Non-invasive In Vivo Fluorescence Optical Imaging of Inflammatory MMP Activity Using an Activatable Fluorescent Imaging Agent

Podsumowanie

This paper explains the application of fluorescent imaging using an activatable optical imaging probe to visualize the in vivo activity of key matrix metalloproteinases in two different experimental models of inflammation.

Streszczenie

This paper describes a non-invasive method for imaging matrix metalloproteinases (MMP)-activity by an activatable fluorescent probe, via in vivo fluorescence optical imaging (OI), in two different mouse models of inflammation: a rheumatoid arthritis (RA) and a contact hypersensitivity reaction (CHR) model. Light with a wavelength in the near infrared (NIR) window (650 - 950 nm) allows a deeper tissue penetration and minimal signal absorption compared to wavelengths below 650 nm. The major advantages using fluorescence OI is that it is cheap, fast and easy to implement in different animal models.

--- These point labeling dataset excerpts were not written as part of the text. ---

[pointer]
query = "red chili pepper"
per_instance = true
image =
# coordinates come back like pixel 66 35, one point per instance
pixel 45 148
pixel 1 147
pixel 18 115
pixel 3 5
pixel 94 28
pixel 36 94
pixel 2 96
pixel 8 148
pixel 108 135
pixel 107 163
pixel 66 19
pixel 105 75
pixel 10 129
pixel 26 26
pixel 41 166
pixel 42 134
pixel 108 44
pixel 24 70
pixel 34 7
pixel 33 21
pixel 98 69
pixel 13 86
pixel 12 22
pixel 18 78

Activatable fluorescent probes are optically silent in their inactivated states, but become highly fluorescent when activated by a protease. Activated MMPs lead to tissue destruction and play an important role for disease progression in delayed-type hypersensitivity reactions (DTHRs) such as RA and CHR. Furthermore, MMPs are the key proteases for cartilage and bone degradation and are induced by macrophages, fibroblasts and chondrocytes in response to pro-inflammatory cytokines. Here we use a probe that is activated by the key MMPs like MMP-2, -3, -9 and -13 and describe an imaging protocol for near infrared fluorescence OI of MMP activity in RA and control mice 6 days after disease induction as well as in mice with acute (1x challenge) and chronic (5x challenge) CHR on the right ear compared to healthy ears.

Wprowadzenie

Autoimmune diseases such as rheumatoid arthritis (RA) or psoriasis vulgaris are graded as delayed-type hypersensitivity reactions (DTHRs).¹ RA is a common autoimmune disease characterized by erosive synovitis and joint destruction.² Inflamed arthritic joints demonstrate infiltration and proliferation of inflammatory cells, an increased expression of pro-inflammatory cells leading to pannus formation, cartilage and bone destructions.^3,4 The cleavage of extracellular matrix molecules, such as collagen by matrix metalloproteinases (MMPs), is essential for tissue conversion and angiogenesis and causes tissue destructions.^5,6 Contact hypersensitivity reactions (CHR) are characterized by aggregation of neutrophils leading to an oxidative burst.⁷ Similar to RA, MMPs in CHR are involved in tissue conversion, cell migration and angiogenesis in order to establish chronic inflammation.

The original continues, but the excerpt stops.